Partito dalla Sardegna, Sardex negli ultimi mesi si sta diffondendo anche nel resto dell’Italia. Oltre che in Lombardia, il modello è stato replicato anche in Piemonte (Piemex.net), in EmiliaRomagna (Liberex.net), in Lazio (Tibex.net), in Abruzzo (Abrex.net), in Molise (Samex.net) e nelle Marche (Marchex.net).

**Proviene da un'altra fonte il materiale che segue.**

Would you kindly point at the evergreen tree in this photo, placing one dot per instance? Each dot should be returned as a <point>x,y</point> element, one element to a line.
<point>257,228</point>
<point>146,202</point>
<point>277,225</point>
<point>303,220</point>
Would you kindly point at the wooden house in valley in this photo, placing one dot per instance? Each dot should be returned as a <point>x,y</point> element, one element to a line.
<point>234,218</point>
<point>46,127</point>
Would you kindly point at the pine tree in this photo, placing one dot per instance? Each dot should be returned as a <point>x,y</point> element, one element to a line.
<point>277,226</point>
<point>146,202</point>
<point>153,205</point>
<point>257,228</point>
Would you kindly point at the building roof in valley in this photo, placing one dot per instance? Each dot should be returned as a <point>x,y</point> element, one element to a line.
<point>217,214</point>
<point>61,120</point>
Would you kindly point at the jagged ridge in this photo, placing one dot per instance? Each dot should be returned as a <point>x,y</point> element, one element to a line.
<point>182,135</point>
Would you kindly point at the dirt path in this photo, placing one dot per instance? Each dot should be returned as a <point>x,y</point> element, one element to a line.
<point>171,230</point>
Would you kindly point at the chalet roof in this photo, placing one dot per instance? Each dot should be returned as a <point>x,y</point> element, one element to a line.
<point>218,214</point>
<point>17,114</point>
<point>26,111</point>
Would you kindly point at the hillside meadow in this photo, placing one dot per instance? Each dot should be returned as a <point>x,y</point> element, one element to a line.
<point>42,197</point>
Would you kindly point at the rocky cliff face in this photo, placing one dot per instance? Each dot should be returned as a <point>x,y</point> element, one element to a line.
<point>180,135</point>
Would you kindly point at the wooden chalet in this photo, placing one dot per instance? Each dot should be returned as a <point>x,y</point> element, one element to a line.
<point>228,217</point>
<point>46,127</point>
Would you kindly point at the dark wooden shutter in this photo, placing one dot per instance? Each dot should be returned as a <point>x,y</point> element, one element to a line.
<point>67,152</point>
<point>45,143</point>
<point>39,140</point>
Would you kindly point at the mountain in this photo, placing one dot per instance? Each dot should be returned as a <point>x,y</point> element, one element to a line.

L’idea di evitare il pagamento in Euro ha convinto così tanto gli imprenditori al punto da pagare gli stipendi, o parte di questi, in Sardex. Più di 1200 dipendenti delle aziende del Circuito hanno chiesto di essere pagati in Sardex. Questo facilita di gran lunga le procedure per i pagamenti, soprattutto per le aziende in crisi. C’è chi addirittura ha chiesto un anticipo del Tfr in Sardex. Ad esempio, con 10000 Sardex si può avviare una ristrutturazione a casa. Il dipendente chiede un anticipo all’azienda e poi si impegna a restituire il credito a tasso zero nei mesi successivi. Pensate come sarebbe difficile fare tutto ciò con l’Euro e soprattutto con le banche. Insomma in Sardegna si vive anche senza Euro. La moneta imposta dall’Ue si usa per le spese ordinarie, per tutto il resto si usa Sardex. L’obiettivo per il 2015 è quello di arrivare a più di 3250 imprese e passare da i 30 milioni di transazioni del 2014 a 60 nel 2015.